Unfortunately, FireFox (except on iOS) and hence Tor browser are not supported by SMS 2.x due to technical issues. Therefore, if you want to use Tor like web browser to protect yourself, only few options on desktop or laptop computers are available. For example, you may use Brave web browser's private window with Tor feature on MS Windows, Linux or macOS. Note: Brave web browser for Android and iOS has no this feature.

#	Tips
1.	For security reason, you cannot run Tor browser in super user mode in Linux.
2.	Although Tor project has no officially supported Tor browser on iOS (iPhone and iPad), an application called 'Onion Browser' (developed by Mike Tigas) can use Tor network to protect your web surfing activities. However, you must bear in mind that Onion Browser can't fully protect your IP address from leaking outside Tor network, especially on multimedia handling.
Table 5.1.2

Besides web surfing, if you want to use Tor network to protect all your internet activities, you may turn to use Whonix. Whonix is two VirtualBox virtual machines built on Debian Linux. One is called 'gateway', another one is called 'workstation'. 'Gateway' has two network interfaces, one of the network interfaces is used to connect to the Tor network, another network interface is used locally for 'workstation'. All internet connection from the 'workstation' must go through the 'gateway'. Therefore, all internet activities on the 'workstation' is protected by the Tor network. Since Whonix must be run on VirtualBox, so that it is for desktop or laptop computers only, and it supports MS Windows, Linux, macOS (except Apple silicon mac) and Qubes.
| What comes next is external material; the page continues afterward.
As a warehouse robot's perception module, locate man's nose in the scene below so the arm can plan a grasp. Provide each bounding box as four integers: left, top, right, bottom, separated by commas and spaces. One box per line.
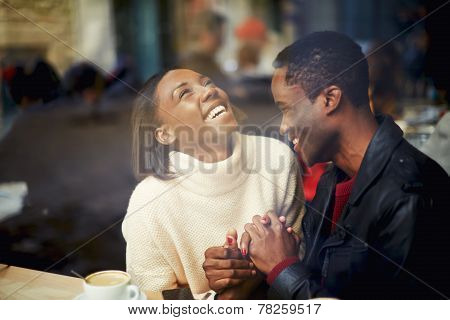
280, 119, 289, 136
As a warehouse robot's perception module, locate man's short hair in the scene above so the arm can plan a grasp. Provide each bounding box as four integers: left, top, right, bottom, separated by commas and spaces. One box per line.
273, 31, 369, 106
To download Whonix, go to it's download page. For more details of Whonix, you may consult Whonix WiKi page.

Public WiFi Hotspot
Public available WiFi hotspots are usually insecure places (see this article for details). However, if you take all the precautions, you could still keep yourself anonymity and safe.
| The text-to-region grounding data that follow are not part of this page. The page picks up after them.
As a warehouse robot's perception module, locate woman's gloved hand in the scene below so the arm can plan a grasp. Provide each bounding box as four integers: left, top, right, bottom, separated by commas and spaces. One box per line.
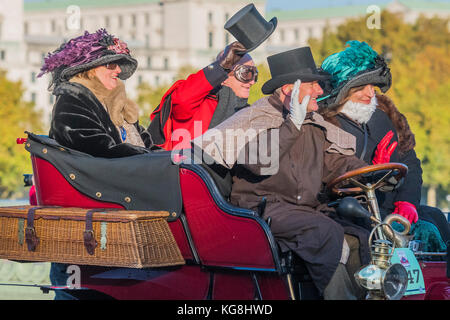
372, 130, 398, 164
289, 79, 311, 130
392, 201, 419, 223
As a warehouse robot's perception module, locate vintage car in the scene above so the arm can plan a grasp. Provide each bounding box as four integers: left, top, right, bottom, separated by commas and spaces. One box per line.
1, 133, 450, 300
Although public WiFi hotspot can't expose your true identity directly, your trackers still have many ways to correlate indirect data to identify you. For example, coffee cafes usually provide public WiFi access, and those places also commonly have CCTV monitoring. Your face on CCTV timeline, and internet activities log on the public WiFi router, could let secret police narrow down who is the right person they target. Therefore, the following tips are for you as using public WiFi hotspots:

1.	Don't hang on same public WiFi hotspot frequently or regularly.
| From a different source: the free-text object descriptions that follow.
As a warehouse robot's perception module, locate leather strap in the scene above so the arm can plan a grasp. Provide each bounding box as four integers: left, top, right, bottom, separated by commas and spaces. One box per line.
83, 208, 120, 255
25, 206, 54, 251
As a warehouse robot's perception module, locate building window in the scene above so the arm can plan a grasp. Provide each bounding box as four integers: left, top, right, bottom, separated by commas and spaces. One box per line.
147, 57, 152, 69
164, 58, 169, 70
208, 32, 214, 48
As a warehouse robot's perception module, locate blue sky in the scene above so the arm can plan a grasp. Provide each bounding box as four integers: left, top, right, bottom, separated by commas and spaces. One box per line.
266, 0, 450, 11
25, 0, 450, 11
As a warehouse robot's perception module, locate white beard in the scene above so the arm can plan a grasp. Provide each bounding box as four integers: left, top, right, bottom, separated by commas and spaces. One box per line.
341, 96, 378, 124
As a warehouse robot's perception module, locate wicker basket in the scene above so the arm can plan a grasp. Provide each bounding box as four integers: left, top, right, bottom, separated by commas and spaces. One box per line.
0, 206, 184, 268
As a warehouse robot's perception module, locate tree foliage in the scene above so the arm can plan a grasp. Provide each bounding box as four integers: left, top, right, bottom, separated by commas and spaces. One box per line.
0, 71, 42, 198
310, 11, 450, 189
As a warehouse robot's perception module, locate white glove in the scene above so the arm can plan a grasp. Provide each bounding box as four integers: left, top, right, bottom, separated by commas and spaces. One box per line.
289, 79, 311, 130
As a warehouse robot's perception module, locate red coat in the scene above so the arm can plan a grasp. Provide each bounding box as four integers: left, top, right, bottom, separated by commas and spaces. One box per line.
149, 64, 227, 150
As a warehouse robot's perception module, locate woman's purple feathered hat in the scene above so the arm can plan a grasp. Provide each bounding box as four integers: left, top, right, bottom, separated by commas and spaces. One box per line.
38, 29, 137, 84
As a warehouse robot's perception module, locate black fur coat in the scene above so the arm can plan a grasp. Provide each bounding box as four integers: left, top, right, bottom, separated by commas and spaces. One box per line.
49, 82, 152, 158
2.	To cover your face, a cap / sunglasses / surgical mask is helpful. Don't dress too outstanding, and don't wear attractive or easily identified accessories. You must keep yourself low profile.

3.	If it is possible, use VPN or Tor network to protect your internet connection as you are using public WiFi hotspot.

4.	Activate firewall and disable all sharing on your device. For mobile devices, also disable bluetooth, NFC and all other remote connection ways except your WiFi card.